Forgive me, I'm trying to find my calling, I'm calling at night. I don't mean to be a bother but have you seen this girl? She's been running through my dreams. And it's driving me crazy, it seems. I'm going to ask her to marry me.

I asked the neighbors the same as the older man in the beginning. She ran through my mind every house I went to. She was the only thing I hadn't forgotten about in my drunk days. I had the ring to ask and everything. I grew more out of my mind as I went on.

The neighbors said she moved away. Funny how it rained all day. I didn't think much of it then but it's starting to all make sense. Oh, I can see now that all of these clouds are following me in my desperate endeavor. To my find my whoever, wherever she may be.

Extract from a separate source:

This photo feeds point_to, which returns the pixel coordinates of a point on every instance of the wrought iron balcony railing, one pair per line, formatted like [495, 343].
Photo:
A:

"She moved away a week or two ago, man." The last, younger lady replied. No wonder it rained so much the past few weeks. I never made much sense of the time but now its alll getting clearer. The clouds always followed me in my attempt to find her, wherever she would be.

*Y/n's Pov*

(Juliet) I'm not coming back (forgive me). I've done something so terrible. I'm terrified to speak (I'm not calling, I'm not calling) but you'd expect that from me. I'm mixed up, I'll be blunt, now the rain is just (You're driving me crazy, I'm) washing you out of my hair and out of my mind. Keeping an eye on the world, from so many thousands of feet off the ground, I'm over you now. I'm at home in the clouds, and towering over your head.

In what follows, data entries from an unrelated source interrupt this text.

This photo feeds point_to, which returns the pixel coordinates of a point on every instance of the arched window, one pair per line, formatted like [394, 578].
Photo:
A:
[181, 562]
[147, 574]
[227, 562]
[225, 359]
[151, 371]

I ran away from my feelings again and I'm not going to go back there but I hope I can be forgiven. I did something terrible. I was afraid to even speak but he would've expected that from me and I even promised myself never to call him again. My mind is mixed up, and I'm being blunt. The rain was getting him and the thoughts of him especially out of my brain. 

I watched as the world passed me by, thousands of feet above the ground and going somewhere else. I was over where he was. The clouds were my home and I must've been on his mind, towering over his head.  

*Vic's Pov*

(Alex) Well, I guess I'll go home now... I guess I'll go home now... I guess I'll go home now... I guess I'll go home.

I asked a few more neighbors, but it was time to go home. With thoughts of her still rambling in my head, I made my way back.